His efforts in the world of marketing have been especially notable: In the past few years, Lynch has launched his own line of coffee (and made a couple of suitably Lynch-ian spots to sell the stuff), written and directed a video for Dior, designed limited-edition labels for Dom Perignon, and earlier this month lent his name to a capsule collection of women's workout apparel. (David Lynch Leggings, anyone?)
Lynch's latest work is this minute-long spot for Christian Louboutin's brand-new $50 nail polish, Rouge Louboutin.

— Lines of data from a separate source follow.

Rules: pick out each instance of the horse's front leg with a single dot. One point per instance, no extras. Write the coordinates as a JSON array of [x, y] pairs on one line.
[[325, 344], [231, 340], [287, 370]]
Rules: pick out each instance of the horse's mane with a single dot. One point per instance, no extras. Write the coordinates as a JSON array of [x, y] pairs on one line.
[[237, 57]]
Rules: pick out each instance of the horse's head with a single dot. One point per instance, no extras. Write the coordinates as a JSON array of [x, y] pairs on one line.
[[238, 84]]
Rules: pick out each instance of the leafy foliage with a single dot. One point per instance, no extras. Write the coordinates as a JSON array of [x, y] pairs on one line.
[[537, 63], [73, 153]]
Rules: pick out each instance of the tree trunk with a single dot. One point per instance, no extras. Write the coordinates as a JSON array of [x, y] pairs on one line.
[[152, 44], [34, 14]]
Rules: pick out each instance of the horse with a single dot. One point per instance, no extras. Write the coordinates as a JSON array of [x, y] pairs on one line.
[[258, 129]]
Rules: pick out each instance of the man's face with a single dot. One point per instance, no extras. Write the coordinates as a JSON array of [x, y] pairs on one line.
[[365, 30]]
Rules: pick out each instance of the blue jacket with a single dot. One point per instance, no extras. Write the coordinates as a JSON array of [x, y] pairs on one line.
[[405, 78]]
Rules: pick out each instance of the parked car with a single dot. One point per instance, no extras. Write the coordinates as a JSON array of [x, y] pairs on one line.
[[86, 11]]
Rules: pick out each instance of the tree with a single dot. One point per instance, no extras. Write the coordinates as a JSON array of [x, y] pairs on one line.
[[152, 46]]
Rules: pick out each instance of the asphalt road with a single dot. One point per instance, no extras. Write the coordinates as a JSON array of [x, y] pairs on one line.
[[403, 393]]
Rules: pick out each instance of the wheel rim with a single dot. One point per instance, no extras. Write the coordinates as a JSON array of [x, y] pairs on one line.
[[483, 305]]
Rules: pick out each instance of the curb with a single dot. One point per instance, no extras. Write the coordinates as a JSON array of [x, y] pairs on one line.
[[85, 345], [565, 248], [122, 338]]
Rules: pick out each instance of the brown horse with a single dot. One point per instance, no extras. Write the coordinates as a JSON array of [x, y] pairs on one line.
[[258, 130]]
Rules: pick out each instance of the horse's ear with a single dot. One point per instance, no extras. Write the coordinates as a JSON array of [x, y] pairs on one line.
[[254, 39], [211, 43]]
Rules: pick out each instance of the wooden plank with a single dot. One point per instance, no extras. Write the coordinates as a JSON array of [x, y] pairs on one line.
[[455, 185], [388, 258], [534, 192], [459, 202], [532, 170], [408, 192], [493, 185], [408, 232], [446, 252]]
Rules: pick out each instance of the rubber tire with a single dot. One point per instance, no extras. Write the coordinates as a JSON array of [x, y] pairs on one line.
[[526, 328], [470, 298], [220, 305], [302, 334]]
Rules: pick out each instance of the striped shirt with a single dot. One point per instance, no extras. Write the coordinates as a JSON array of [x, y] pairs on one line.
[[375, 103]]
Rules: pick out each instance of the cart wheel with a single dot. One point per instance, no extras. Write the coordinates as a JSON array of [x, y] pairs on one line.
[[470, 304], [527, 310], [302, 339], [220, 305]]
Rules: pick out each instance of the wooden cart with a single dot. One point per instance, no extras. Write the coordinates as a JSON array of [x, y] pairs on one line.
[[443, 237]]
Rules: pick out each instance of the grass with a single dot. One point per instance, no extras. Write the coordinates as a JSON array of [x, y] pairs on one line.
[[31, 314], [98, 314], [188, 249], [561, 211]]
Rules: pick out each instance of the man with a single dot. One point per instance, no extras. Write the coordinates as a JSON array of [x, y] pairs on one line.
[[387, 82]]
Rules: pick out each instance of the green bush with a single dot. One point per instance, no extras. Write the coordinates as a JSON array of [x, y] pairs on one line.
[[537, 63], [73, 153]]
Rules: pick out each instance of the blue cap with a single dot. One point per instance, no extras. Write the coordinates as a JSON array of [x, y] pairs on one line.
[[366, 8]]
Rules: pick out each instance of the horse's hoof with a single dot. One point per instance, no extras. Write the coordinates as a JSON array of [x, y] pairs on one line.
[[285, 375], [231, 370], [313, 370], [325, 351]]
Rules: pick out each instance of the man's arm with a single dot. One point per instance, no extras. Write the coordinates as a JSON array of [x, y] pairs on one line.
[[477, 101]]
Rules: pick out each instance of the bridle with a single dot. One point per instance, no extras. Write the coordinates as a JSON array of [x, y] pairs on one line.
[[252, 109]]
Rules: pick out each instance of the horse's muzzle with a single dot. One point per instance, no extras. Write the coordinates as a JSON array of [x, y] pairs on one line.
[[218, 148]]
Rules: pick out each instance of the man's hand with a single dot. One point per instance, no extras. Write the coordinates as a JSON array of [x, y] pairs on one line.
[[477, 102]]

What could possibly make this bottle of nail polish worth $50, you ask? According to the brand, this "true objet d'art" has a "tall slender cap, inspired by calligraphy" that "turns the application into a luxurious experience." The "highly pigmented, super glossy formula delivers in just two coats the effect of 20 layers of traditional lacquer."
And, of course, it's the same exact shade of red as Louboutin's famous crimson soles, the earliest versions of which were actually painted with nail polish (which presumably didn't cost $50).
Now that we have that sorted out, let's return to Lynch's ad. It is, to no one's surprise, very strange. The spot opens on a 3-D outer-space cityscape that appears to have been rendered on a computer running Windows 95. Cut to the image of a frighteningly fetishistic Louboutin ballet pump, which gives way to a fleet of Rouge Louboutin bottles, looking quite menacing with their black, spiked lids.
After some camera shots of a woman's red-lacquered nails (which would look very much at home framed on the wall of a tacky beauty salon) and a brief return to Mykonos-by-way-of-a-far-away-galaxy, the spot ends on a close-up of the woman's hand delicately clutching a bottle of Rouge Louboutin in a shiny protective case.
After watching the spot several times, one begins to wonder whether Lynch, sensing that Louboutin must be trolling its customers by attempting to sell them $50 bottles of nail polish, is simply perpetuating the scam with this dreadful mishmash of New Age-y music and terrible computer graphics that was probably called "transcendent" by a team of marketing executives.
Otherwise, let's hope Lynch sticks to coffee.